The most important Ahom festival is the Me-Dum-Me-Phi. It is an ancestor worship festival which is observed by the whole Ahom community. This is performed annually on the 31st of January at some common venue. This helps to develop social contacts and community feelings among the Ahoms. It is marked by Colourful processions with devotees in traditional finery.


Rajini Gabra & Hami Gabra

Rajini Gabra-Hami Gabra is an annual festival of Dimasa tribe. This socio-religious festival is celebrated before starting new cultivation.

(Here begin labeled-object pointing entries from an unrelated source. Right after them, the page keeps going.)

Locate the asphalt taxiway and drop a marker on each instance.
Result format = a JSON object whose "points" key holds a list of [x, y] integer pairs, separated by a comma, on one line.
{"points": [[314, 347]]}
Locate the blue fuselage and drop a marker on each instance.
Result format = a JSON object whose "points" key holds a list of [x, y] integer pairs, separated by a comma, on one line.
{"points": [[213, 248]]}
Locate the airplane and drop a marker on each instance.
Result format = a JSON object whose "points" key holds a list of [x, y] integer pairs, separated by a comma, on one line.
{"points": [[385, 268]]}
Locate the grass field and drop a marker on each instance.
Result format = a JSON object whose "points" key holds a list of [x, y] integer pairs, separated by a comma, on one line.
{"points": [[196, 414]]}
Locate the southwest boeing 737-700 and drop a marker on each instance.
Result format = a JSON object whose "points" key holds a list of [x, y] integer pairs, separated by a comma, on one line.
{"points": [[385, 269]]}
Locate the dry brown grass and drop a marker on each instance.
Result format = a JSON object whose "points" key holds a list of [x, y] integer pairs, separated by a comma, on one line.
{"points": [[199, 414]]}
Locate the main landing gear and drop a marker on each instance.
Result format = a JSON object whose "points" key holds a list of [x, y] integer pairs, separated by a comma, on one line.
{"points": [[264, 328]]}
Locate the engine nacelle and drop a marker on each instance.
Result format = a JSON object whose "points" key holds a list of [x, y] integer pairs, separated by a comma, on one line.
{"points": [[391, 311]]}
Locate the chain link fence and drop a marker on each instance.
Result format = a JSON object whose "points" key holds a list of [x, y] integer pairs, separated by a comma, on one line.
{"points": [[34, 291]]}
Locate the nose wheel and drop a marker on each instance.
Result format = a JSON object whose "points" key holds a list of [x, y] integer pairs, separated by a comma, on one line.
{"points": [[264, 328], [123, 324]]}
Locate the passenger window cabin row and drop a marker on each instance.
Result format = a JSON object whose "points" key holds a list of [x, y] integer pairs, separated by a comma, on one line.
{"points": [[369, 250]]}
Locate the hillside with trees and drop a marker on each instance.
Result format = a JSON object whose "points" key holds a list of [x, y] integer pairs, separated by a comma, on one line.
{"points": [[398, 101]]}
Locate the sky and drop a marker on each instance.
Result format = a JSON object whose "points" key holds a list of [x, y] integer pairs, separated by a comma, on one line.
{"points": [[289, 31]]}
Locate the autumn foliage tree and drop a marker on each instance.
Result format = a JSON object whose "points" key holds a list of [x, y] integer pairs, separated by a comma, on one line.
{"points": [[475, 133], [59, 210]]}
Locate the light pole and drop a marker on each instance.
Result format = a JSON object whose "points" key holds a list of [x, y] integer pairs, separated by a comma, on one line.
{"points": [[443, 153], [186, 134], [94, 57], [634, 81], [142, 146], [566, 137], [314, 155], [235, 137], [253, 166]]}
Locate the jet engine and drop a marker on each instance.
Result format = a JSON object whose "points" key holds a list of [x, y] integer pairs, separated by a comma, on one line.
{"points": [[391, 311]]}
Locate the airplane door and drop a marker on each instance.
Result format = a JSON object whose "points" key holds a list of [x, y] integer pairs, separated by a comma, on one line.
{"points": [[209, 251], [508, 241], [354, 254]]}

The Rabha tribe celebrates the Baikho festival during the spring season in order to worship the goddess of wealth ' Baikho'.


Jonbeel Mela

This spectacular fair(mela) is held every year during winter at Jonbeel of Jagiroad, a lesser known township only 32 kms from Guwahati. A few days before the mela, tribes like the Tiwas, Karbis, Khasis, Jaintias from the Meghalaya hills assemble with their various products for this big mela. Before the 'mela' they perform fire worship or agni puja for the well being of mankind. It is to be noted that during this mela, the 'govaraja' or the king of the Tiwa tribe along with his courtiers visit this mela and collect taxes from his subjects. Also these communities perform their traditional dances and music.


Ambubashi Mela

Ambubashi, the most important festival of Kamakhya temple, is celebrated in mid-June every year. Thousands of devotees throng the temple on this auspicious occasion. It is held every year during monsoon (mid-June). It is a ritual of austerities celebrated with 'Tantric rites'. It is a common belief that the reigning diety, 'Kamakhya' , 'The Mother Shakti' goes through her annual cycle of menstruation during this period. During Ambubashi the doors of the temple remain closed for three days. It is believed that the earth becomes impure for three days. During this time no farming work is undertaken. Daily worship and other religious performances are suspended during this period. After three days, the temple doors are reopened after the Goddess is bathed and other rituals are performed. It is believed that the mother earth regains her purity now. Ambubachi mela is held at the Kamakhya temple, after three days.


Tea Festival

Celebrated with pomp and show during January February, this festival is all about tea, music and merriment. It marks the world of festivity with traditional hospitality, jungle safaris, tea garden visits, golf, local cuisine, rafting in turbulent rivers, angling, shopping and cultural extravaganza.